Apple also provides a scheduling restrictor along with a "time bank." This allows parents to both schedule time when the computer may be used (say, between 4 PM and 6 PM on weekdays) and for how long. So, if you have an eight hour allowed time window, you can limit total computer use to (for example) two hours within that time.


If you have an Apple computer with an older operating system, you can easily upgrade to Leopard at a relatively reasonable cost. (Apple sells "Family Pack" updates that greatly reduce the outlay if you have multiple Macs in your home.)


Wrapping Up...


Looking at each of these "free" options, each one has its pros and cons.

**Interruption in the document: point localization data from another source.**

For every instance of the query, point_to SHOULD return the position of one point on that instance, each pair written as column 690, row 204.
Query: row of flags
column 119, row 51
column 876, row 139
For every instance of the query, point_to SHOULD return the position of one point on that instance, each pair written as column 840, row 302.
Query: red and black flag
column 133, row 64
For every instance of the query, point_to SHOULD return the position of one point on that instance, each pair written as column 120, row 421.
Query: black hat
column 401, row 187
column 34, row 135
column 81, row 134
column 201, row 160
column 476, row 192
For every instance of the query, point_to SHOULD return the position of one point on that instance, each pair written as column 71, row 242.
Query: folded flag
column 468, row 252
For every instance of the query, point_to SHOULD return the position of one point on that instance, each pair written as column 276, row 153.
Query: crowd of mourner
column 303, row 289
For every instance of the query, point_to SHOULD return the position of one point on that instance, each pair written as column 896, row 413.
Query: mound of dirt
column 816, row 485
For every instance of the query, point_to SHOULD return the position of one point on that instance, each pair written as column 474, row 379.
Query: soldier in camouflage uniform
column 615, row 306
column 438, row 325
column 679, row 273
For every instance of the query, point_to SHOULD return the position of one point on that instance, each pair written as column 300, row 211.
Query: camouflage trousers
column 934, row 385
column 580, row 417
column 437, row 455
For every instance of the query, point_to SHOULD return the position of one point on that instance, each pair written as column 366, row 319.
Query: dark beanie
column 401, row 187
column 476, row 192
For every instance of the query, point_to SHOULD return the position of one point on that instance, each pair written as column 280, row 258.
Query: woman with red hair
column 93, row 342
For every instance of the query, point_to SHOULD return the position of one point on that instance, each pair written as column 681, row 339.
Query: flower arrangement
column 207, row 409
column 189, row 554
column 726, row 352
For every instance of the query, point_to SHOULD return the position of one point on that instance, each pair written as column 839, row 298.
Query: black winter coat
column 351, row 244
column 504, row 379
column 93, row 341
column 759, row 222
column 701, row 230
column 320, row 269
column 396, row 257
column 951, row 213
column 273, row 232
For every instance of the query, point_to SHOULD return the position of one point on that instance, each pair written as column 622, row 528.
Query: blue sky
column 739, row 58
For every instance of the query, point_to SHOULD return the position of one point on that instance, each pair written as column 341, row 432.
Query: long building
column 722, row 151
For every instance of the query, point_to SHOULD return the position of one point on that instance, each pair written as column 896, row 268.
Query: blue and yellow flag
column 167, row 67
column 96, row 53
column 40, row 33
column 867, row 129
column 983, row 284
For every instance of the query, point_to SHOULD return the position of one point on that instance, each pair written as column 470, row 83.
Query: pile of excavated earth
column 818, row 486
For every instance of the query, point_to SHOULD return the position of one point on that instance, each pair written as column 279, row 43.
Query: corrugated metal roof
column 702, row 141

The controls built into the operating systems are probably the least flexible and offer the fewer features, yet they require absolutely no effort on your part other than to activate them. On the other hand, the K9 solution is easy to install and gives you functions that compete with filters you would pay annual subscriptions for. OpenDNS is novel in that your router can become the filter for every computer in your home. Finally, Glubble provides the best "hand holding" experience for a very young user, and could be combined with some of these other solutions.


Frankly, I feel Internet filtering is a must for any child with access to a computer. I'm grateful we finally have options that will allow all parents an opportunity to implement these important restrictions in their home without regard to cost. If you are still wondering if Internet filtering is something you can afford, wait no longer.


Rod Gustafson

Besides writing this column for the Parents Television Council, Rod Gustafson authors Parent Previews - a newspaper and Internet column (published in association with movies.com) that reviews movies from a parent's perspective. He's also the film critic for a major Canadian TV station, various radio stations and serves on the executive of the Alberta Association for Media Awareness. Finally, his most important role is being the father to four wonderful children and husband to his beautiful wife (and co-worker) Donna.